Rendered via Chimera

Example Source Code

/*************************
 * Assemblies.py
 *
 * For some CIF file, generate a complete CIF file for every assembly
 * listed in the pdbx_struct_assembly category table by performing
 * rotation and translation matrix operations and creating a new atom_site
 * category table for each assembly.
 *
 * Lines with superscriptions contain footnoted references or explanations.
 *************************/

import copy
from os.path import splitext
from pdbx.reader.PdbxReader import PdbxReader
from pdbx.writer.PdbxWriter import PdbxWriter
from pdbx.reader.PdbxContainers import *
from sys import argv

def parseOperationExpression(expression) :
    operations = []
    stops = [ "," , "-" , ")" ]

    currentOp = ""
    i = 1
	
    # Iterate over the operation expression
    while i in range(1, len(expression) - 1):
        pos = i

        # Read an operation
        while expression[pos] not in stops and pos < len(expression) - 1 : 
            pos += 1    
        currentOp = expression[i : pos]

        # Handle single operations
        if expression[pos] != "-" :
            operations.append(currentOp)
            i = pos

        # Handle ranges
        if expression[pos] == "-" :
            pos += 1
            i = pos
			
            # Read in the range's end value
            while expression[pos] not in stops :
                pos += 1
            end = int(expression[i : pos])
			
            # Add all the operations in [currentOp, end]
            for val in range((int(currentOp)), end + 1) :
                operations.append(str(val))
            i = pos
        i += 1
    return operations

def prepareOperation(oper_list, op1index, op2index) :
    # Prepare matrices for operations 1 & 2
    op1 = [[0, 0, 0, 0],[0, 0, 0, 0],[0, 0, 0, 0],[0, 0, 0, 1]]
    op2 = [[0, 0, 0, 0],[0, 0, 0, 0],[0, 0, 0, 0],[0, 0, 0, 1]]
	
    # Fill the operation matrices for operations 1 & 2
    for i in range(3) :
        op1[i][3] = float(oper_list.getValue("vector[" + str(i + 1) + "]", op1index))
		
        if (op2index != -1) :
            op2[i][3] = float(oper_list.getValue("vector[" + str(i + 1) + "]", op2index))
        for j in range(3) :
            op1[i][j] = float(oper_list.getValue("matrix[" + str(i + 1) + "][" + str(j + 1) + "]", op1index))
            if (op2index != -1) :
                op2[i][j] = float(oper_list.getValue("matrix[" + str(i + 1) + "][" + str(j + 1) + "]", op2index))
    
    # Handles non-Cartesian product expressions
    if (op2index == -1) :
        return op1

    operation = [[0, 0, 0, 0],[0, 0, 0, 0],[0, 0, 0, 0],[0, 0, 0, 1]]

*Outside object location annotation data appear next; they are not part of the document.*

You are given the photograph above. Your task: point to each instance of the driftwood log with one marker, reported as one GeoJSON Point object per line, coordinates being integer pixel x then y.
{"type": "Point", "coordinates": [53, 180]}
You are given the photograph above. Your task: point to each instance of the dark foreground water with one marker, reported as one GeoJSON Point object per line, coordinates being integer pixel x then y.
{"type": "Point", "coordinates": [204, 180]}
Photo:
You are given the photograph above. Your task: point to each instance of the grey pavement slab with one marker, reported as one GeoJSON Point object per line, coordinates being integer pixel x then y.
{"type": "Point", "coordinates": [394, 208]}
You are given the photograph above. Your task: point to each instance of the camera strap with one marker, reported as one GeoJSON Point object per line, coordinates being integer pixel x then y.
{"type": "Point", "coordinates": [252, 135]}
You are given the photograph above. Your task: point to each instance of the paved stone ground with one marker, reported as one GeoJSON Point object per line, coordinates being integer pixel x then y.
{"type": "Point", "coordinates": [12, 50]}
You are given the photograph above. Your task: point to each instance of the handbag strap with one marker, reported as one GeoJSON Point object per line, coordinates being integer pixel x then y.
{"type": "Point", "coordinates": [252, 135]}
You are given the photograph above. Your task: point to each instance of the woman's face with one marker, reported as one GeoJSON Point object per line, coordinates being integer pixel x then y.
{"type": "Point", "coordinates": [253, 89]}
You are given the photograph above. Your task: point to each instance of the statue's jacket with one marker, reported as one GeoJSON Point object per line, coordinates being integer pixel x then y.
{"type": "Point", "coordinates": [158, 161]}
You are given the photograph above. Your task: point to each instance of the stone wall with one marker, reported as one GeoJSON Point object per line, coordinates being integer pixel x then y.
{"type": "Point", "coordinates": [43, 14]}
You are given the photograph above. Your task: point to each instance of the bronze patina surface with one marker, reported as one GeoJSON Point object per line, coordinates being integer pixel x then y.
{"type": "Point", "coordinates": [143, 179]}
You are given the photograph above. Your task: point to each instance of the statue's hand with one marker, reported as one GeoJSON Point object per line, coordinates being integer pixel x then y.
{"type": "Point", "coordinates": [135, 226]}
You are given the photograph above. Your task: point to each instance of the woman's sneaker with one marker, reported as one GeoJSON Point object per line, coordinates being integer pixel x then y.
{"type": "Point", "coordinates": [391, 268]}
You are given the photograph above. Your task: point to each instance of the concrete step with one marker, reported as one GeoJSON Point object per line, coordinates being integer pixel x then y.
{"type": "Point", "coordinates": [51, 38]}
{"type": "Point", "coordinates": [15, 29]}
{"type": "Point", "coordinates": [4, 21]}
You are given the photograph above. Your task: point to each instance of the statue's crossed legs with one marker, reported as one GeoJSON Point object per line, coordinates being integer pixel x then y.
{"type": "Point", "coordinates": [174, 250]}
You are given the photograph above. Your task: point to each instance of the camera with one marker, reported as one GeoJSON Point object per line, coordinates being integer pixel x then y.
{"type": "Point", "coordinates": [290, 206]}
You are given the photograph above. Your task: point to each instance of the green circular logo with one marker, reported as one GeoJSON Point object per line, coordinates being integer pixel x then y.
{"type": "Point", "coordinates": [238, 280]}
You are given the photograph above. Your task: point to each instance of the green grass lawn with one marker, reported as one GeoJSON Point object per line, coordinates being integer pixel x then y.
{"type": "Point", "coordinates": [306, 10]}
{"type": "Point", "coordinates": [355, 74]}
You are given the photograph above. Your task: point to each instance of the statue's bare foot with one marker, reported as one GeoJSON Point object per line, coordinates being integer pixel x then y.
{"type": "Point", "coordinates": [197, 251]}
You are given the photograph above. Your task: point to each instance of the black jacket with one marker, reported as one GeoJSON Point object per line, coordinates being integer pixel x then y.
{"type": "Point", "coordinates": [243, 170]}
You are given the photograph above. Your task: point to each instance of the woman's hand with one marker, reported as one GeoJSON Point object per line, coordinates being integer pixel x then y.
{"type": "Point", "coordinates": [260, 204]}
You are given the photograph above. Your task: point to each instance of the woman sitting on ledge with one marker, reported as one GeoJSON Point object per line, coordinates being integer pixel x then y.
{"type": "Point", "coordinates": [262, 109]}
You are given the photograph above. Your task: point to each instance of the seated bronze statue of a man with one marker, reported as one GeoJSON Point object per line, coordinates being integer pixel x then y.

    # Handles Cartesian product expressions (4x4 matrix multiplication)
    sum = 0.0
    for row in range(4) :
        for col in range(4) :
            sum = 0.0
            for r in range(4) :
                sum += (op1[row][r] * op2[r][col])
            operation[row][col] = sum
    return operation

# Open the CIF file
cif = open(argv[1])

root, ext = splitext(argv[1])

# A list to be propagated with data blocks
data = []

# Create a PdbxReader object with the CIF file handle
pRd = PdbxReader(cif)

# Read the CIF file, propagating the data list
pRd.read(data)

# Close the CIF file, as it is no longer needed
cif.close()

# Retrieve the first data block
block = data[0]

# Retrieve the atom_site category table, which delineates constituent atoms1
atom_site = block.getObj("atom_site")

# Make a reference copy of the atom_site category table
atom_site_ref = copy.copy(atom_site)

# Retrieve the pdbx_struct_assembly_gen category table, which details the generation of each macromolecular assembly2
assembly_gen = block.getObj("pdbx_struct_assembly_gen")

# Retrieve the pdbx_struct_oper_list category table, which details translation and rotation 
# operations required to generate/transform assembly coordinates3
oper_list = block.getObj("pdbx_struct_oper_list")

attributes = atom_site_ref.getAttributeList()

# Create a CIF file for every assembly specified in pdbx_struct_assembly_gen
for index in range(assembly_gen.getRowCount()) :

    # Create a new atom_site category table for this assembly
    atom_site = DataCategory("atom_site", attributes)
	
    # Lists to hold the individual operations
    oper = []
    oper2 = []

    # Keep track of the current atom and model number
    atomNum = 1
    modelNum = 0

    # Retrieve the assembly_id attribute value for this assembly
    assemblyId = assembly_gen.getValue("assembly_id", index)

    # Retrieve the operation expression for this assembly from the oper_expression attribute	
    oper_expression = assembly_gen.getValue("oper_expression", index)

    # Count the number of left parentheses in the operation expression
    parenCount = oper_expression.count("(")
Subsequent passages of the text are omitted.